Avoid Ending Up with a “Lakeshack” Instead of a Data Lakehouse. Commentary by Ori Rafael, the CEO and co-founder of Upsolver

It has occurred to me that if there is a data swamp, and a data lake house, then there must be a data lake shack. What would this look like? Well, the term data swamp expresses the frustration CIOs have with the fact that they’re storing large quantities of modern data but can’t efficiently utilize it. The data lake house concept implies a solution to this problem, whereby the data lake becomes eminently queryable for all kinds of data. So what’s a data lake shack? Well, it’s an organization’s superficial attempt at creating a lake house that leads to slow, expensive and unreliable queries – and unhappy data users. It looks like a house, but you wouldn’t want to live in it. It’s the result of addressing the symptom (performance) by adding a modern query engine, without handling the root cause, which is an unoptimized raw cloud object store. The answer is to refine the raw data into query-ready tables, ideally in an open format like Parquet. Because these tables are large and live (constantly updated), getting to this state traditionally has required a lengthy, manual data engineering project. Fortunately, solutions have emerged to automate that work, which can help us avoid shack-shock and get the data access and analytics performance we require from a data lake. 
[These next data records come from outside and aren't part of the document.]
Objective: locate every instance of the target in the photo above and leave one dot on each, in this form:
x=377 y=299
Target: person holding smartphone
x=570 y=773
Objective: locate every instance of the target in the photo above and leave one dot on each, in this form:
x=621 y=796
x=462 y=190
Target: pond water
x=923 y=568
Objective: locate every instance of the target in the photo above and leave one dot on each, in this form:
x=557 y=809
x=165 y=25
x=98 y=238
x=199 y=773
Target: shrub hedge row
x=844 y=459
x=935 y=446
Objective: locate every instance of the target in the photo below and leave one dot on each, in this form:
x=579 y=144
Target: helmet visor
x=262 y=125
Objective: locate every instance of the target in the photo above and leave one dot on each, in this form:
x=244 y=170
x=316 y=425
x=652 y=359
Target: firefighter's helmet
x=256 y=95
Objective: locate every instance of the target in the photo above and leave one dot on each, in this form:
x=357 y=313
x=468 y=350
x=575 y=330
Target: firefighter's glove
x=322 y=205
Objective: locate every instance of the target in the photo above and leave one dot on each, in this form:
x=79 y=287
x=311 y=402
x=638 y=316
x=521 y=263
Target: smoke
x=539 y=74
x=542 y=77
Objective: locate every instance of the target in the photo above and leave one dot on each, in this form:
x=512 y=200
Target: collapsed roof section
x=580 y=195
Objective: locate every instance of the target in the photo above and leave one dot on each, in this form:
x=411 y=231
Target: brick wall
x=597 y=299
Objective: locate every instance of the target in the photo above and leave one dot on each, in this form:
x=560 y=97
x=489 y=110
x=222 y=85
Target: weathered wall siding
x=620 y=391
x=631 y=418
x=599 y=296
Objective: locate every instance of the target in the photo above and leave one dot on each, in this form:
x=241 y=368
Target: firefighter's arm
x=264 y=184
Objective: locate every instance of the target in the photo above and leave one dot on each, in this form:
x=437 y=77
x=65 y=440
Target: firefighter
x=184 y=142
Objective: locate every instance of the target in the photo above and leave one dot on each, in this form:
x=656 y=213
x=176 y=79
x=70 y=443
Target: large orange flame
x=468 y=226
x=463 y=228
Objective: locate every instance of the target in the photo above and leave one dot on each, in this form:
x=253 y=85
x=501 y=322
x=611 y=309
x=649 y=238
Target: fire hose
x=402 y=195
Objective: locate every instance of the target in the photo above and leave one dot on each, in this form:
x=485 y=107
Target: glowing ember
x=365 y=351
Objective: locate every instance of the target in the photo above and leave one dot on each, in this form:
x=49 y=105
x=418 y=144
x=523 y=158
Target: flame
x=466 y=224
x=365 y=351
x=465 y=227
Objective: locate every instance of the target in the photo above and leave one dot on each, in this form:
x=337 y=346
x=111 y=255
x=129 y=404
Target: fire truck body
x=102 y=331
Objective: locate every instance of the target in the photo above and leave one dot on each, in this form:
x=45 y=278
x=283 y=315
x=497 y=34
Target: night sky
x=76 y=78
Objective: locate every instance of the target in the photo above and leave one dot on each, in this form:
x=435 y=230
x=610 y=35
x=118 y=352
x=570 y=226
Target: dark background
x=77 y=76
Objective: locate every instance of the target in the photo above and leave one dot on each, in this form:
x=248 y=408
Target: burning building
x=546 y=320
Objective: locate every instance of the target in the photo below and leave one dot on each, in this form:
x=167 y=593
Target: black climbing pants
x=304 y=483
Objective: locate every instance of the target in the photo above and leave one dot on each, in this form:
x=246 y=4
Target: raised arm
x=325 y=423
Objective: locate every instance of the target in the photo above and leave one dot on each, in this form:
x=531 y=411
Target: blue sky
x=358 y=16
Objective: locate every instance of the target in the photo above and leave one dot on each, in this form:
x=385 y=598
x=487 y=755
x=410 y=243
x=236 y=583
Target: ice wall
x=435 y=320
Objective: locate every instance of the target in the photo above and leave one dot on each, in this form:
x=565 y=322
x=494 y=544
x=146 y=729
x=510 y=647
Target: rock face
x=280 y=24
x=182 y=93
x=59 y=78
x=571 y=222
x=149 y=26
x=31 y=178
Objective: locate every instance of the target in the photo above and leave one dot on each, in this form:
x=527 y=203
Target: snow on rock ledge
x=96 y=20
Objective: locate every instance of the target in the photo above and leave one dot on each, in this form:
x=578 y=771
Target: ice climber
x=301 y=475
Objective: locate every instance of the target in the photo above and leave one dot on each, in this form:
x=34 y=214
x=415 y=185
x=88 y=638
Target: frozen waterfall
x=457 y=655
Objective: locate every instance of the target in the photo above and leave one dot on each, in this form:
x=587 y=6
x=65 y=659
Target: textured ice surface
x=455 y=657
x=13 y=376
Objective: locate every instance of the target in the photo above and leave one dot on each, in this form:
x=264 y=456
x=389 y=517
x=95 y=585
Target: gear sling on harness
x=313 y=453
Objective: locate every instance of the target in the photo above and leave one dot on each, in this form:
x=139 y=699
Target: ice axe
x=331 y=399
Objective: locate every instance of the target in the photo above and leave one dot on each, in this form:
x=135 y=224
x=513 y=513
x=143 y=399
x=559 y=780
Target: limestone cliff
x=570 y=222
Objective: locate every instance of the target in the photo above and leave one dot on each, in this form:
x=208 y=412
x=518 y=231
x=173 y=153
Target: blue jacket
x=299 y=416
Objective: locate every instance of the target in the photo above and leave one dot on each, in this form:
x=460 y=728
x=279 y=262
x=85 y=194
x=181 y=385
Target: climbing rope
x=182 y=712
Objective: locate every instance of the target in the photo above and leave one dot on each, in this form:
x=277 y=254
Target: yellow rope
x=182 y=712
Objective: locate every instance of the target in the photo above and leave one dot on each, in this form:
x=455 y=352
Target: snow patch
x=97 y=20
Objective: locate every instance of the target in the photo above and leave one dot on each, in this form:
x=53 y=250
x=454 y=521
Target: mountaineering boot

Multimodal AI needs open source to scale. Commentary by Aaron Sloman, Chief Technology Officer, CLIPr

How important is open source for innovations with multimodal AI development? The short answer is it’s critical for the future of the technology. Standard AI algorithms are usually unimodal, meaning they are trained to do only one specific task such as processing images or text. They are fed a single sample of training data from which they are able to identify corresponding images or words. Multimodal AI on the other hand, has the ability to process multiple data types (i.e. image, text, speech, numerical data, etc.) from disjointed sources and feed them into a single model for analysis. Currently, there is a lack of standardization across different types of siloed unimodal AI models, so developers have to patchwork several models together, each of which doing one type of analysis well. The biggest roadblock for important multimodal AI initiatives is cost and more open source offerings will make it easier and less expensive to train and run experiments. There is no shortage of impactful use cases for multimodal AI, but it almost always comes down to making the financials work which is why a lack of open source development is the biggest barrier to its growth.

How To Set Up Your MLOps Teams To Succeed. Commentary by Abhijit Bose, MVP, Head of Center for Machine Learning, Capital One

Every enterprise serious about embracing machine learning (and who isn’t) is turning to MLOps to ensure a more reliable and efficient approach to deploying ML models into production. A challenge for many ML teams today is the time and effort it takes to develop the infrastructure needed to deploy ML reliably, and at scale, across the enterprise in a repeatable way. The purpose of MLOps is to standardize and, to a degree, automate these processes so engineers and data scientists can spend their time on better optimizing their model parameters and business objectives. The best way to set yourself up for success in deploying MLOps is to build an infrastructure that gets your model development and model deployment teams on the same tech stack while prioritizing reusable components and frameworks. At Capital One, our move to the cloud, for example, was a cost-effective, flexible, and efficient way to get our ML compute environment up to speed so we could develop and deploy complex compute solutions at scale. Another critical factor was getting our ML functionality to a place where automating model monitoring and training became possible — ensuring these functions perform well and scale as we push models into production. We are also heavily focused on compressing the lag time between production and analytical data environments, which has been immensely helpful in expanding visibility across our core cloud infrastructure, including our CI/CD pipelines and management processes, deployment of containers, security management, and governance. Taken together, all of these MLOps best practices have helped us ensure consistent reproducibility, model monitoring, and maintenance, which ultimately keeps us responsible and well-managed in all that we do across our ML ecosystem.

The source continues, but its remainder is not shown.